I guess not too many of us are sufficiently nostalgic about tortoise flesh to feel the need to mimic it - but if we were, the following recipe might do a passable job of at least recreating the shape of the beast. Of course, a valid reason for mock food is sheer fun, and there is always the possibility that this dish might convince the kids to eat up their liver and bacon with relish.
From The Art of Cookery and Pastery Made Easy and Familiar, in upwards of two hundred different receipts and bills of fare, never before made public, by J.Skeat, Cook (1769), I give you a recipe for “Sham Tortoise.”
A sham tortoise is made of a calf’s liver. There is a small nut of liver that hangs to it, which serves for the head; the thickest part of the liver must be stuff’d with a good forcemeat, and the back larded with bacon. Have a tin that will hold it, with plenty of bacon fat; then was your tortoise over with egg, and send it to the oven. Be sure not to let it be set in when the oven is hot, and an hour will do it. The milt of the calf is to be stuffed also, and that is to serve for feet. When done, lay your tortoise in the dish, and a ragout sauce made high with it.

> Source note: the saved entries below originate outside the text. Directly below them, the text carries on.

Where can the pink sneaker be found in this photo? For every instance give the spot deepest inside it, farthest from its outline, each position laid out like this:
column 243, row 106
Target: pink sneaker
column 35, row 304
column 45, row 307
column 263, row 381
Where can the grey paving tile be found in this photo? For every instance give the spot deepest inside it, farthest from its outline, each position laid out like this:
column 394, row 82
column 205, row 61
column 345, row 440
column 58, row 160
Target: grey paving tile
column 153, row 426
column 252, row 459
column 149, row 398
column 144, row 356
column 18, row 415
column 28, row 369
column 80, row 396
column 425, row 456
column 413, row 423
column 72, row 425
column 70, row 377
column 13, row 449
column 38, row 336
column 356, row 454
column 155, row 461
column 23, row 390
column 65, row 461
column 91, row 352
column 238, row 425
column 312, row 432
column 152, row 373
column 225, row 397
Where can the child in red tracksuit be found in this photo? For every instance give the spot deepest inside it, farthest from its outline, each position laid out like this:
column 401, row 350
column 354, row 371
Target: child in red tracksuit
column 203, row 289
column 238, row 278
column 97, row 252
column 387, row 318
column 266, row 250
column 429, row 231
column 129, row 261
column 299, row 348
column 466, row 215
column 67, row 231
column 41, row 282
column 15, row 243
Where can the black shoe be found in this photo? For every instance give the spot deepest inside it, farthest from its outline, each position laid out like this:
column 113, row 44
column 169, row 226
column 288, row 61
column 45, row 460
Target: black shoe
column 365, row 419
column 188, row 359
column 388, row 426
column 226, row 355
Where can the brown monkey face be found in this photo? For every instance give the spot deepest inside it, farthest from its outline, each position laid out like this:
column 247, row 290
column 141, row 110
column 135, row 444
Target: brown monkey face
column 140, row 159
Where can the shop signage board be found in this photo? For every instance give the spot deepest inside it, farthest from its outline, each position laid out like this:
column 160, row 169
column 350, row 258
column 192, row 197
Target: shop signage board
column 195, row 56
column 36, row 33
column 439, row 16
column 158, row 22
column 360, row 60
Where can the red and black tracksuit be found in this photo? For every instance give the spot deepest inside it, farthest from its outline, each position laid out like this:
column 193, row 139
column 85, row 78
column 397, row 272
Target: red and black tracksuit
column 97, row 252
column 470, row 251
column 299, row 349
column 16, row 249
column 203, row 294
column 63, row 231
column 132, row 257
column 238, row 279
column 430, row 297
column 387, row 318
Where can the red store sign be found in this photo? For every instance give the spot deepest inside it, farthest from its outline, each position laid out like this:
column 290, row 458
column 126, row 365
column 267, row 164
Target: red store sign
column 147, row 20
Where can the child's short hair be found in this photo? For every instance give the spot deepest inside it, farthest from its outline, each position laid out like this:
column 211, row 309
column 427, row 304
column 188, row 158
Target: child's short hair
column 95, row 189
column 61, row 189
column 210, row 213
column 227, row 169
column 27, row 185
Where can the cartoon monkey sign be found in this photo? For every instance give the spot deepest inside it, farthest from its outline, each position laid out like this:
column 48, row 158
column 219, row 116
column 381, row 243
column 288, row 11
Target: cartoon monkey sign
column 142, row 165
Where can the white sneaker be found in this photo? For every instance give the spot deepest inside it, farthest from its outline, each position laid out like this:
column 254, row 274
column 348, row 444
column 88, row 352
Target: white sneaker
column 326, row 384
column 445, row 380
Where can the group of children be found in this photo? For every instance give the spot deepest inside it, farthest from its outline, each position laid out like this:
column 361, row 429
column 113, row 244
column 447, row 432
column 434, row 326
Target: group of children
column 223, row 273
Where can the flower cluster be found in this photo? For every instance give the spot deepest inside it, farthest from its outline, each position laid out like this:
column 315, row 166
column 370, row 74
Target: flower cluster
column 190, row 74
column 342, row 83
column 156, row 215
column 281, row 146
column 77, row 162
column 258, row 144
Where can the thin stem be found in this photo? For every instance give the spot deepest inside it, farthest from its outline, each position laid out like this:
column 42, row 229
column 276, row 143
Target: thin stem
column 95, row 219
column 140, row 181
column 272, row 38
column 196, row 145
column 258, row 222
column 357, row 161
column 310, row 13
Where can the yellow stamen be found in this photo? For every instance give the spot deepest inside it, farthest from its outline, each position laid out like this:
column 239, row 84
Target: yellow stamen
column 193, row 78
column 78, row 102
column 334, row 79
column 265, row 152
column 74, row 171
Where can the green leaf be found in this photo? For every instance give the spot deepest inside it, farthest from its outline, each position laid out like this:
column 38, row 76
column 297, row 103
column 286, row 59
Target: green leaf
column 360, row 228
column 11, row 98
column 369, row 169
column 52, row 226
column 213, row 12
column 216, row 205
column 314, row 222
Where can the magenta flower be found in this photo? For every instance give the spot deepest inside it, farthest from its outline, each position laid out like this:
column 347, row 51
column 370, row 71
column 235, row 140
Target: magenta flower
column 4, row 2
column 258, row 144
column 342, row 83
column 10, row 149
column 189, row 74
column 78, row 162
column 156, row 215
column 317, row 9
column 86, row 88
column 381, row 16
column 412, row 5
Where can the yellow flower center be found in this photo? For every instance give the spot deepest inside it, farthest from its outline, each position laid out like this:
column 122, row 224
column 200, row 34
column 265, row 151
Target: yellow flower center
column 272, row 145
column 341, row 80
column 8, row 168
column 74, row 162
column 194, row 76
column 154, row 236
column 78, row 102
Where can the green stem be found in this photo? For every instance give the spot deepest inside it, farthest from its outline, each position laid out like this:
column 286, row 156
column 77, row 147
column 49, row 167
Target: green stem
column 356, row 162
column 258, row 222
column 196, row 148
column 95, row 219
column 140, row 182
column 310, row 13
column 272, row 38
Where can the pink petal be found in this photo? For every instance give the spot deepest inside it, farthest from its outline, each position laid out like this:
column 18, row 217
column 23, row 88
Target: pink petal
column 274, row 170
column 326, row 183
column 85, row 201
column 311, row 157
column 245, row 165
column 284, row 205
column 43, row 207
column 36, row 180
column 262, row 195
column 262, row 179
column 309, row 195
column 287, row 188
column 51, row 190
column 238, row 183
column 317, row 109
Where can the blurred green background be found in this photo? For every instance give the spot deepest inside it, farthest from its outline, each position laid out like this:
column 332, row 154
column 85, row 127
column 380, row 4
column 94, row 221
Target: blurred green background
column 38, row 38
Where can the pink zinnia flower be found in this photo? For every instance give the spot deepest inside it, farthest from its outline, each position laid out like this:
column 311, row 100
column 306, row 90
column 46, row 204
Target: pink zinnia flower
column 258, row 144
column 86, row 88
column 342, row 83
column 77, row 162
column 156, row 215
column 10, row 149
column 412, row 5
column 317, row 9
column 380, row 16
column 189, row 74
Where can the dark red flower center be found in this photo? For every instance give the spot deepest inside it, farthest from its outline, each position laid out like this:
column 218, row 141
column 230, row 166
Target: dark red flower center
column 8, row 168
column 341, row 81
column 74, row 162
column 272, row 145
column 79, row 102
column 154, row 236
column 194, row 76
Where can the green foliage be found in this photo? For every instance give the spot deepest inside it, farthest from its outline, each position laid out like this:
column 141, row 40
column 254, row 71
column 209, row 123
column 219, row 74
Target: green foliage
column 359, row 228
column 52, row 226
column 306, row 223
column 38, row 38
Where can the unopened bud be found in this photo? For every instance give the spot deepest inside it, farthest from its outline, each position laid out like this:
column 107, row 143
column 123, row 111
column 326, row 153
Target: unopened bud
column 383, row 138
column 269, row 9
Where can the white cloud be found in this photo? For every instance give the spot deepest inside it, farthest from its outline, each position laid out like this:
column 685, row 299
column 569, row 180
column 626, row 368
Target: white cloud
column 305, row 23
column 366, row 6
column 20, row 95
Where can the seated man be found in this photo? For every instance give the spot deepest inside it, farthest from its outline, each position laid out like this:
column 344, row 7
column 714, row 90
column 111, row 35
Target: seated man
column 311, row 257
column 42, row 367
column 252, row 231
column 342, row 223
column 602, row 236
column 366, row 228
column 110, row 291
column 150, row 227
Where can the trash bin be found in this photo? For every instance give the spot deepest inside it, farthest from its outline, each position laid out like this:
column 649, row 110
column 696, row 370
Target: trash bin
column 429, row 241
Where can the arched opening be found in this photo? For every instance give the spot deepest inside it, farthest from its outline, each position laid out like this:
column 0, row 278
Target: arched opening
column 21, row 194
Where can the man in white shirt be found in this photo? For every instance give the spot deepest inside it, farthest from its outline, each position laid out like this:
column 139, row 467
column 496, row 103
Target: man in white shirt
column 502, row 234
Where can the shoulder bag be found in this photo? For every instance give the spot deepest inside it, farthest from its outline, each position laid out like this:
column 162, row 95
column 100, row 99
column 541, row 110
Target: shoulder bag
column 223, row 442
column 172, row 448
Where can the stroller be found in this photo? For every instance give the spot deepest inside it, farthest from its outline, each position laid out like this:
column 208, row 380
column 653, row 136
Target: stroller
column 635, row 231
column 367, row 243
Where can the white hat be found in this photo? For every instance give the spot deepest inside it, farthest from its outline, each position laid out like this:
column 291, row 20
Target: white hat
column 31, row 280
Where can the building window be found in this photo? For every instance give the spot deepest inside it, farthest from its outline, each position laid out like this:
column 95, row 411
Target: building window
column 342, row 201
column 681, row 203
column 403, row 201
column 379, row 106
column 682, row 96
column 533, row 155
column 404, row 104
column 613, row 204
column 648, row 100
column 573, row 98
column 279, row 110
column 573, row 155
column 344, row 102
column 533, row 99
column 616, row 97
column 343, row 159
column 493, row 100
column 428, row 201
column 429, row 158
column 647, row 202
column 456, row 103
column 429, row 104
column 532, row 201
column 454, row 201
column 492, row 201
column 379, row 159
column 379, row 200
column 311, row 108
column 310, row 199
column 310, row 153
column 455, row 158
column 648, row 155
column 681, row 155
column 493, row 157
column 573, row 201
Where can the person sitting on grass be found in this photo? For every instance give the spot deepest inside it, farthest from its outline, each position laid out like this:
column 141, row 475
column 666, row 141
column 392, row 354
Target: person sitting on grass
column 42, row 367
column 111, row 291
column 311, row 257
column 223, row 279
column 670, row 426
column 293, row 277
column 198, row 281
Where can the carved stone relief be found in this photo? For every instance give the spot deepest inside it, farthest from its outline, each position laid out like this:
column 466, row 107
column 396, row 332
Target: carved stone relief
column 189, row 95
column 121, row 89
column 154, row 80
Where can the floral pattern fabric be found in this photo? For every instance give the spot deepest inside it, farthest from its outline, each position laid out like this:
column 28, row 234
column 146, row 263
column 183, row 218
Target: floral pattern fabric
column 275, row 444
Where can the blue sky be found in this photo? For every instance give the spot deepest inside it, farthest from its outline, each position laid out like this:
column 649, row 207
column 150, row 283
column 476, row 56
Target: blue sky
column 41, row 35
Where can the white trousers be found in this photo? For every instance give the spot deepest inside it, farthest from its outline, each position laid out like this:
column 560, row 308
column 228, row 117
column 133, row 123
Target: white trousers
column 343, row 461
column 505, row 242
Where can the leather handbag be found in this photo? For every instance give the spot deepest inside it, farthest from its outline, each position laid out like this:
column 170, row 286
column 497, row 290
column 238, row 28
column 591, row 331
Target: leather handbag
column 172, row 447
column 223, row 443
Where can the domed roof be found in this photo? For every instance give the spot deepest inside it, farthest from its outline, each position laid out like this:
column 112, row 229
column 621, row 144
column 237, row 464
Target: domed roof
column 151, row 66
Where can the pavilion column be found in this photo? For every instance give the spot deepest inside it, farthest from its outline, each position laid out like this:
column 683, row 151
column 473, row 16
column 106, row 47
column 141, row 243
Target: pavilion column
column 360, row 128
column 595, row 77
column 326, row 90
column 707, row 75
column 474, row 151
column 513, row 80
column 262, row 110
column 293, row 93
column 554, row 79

Rub it all over with a glossee*.
*A ‘glossee’ is a glaze, or, in the words of the author ‘Strong gravy boil’d down to the consistence of treacle.’
Quotation for the Day.
Our forefathers did without sugar until the 13th century, without coal fires until the 14th, without buttered bread until the 16th, without tea or soup until the 17th, without gas, matches or electricity until the 20th.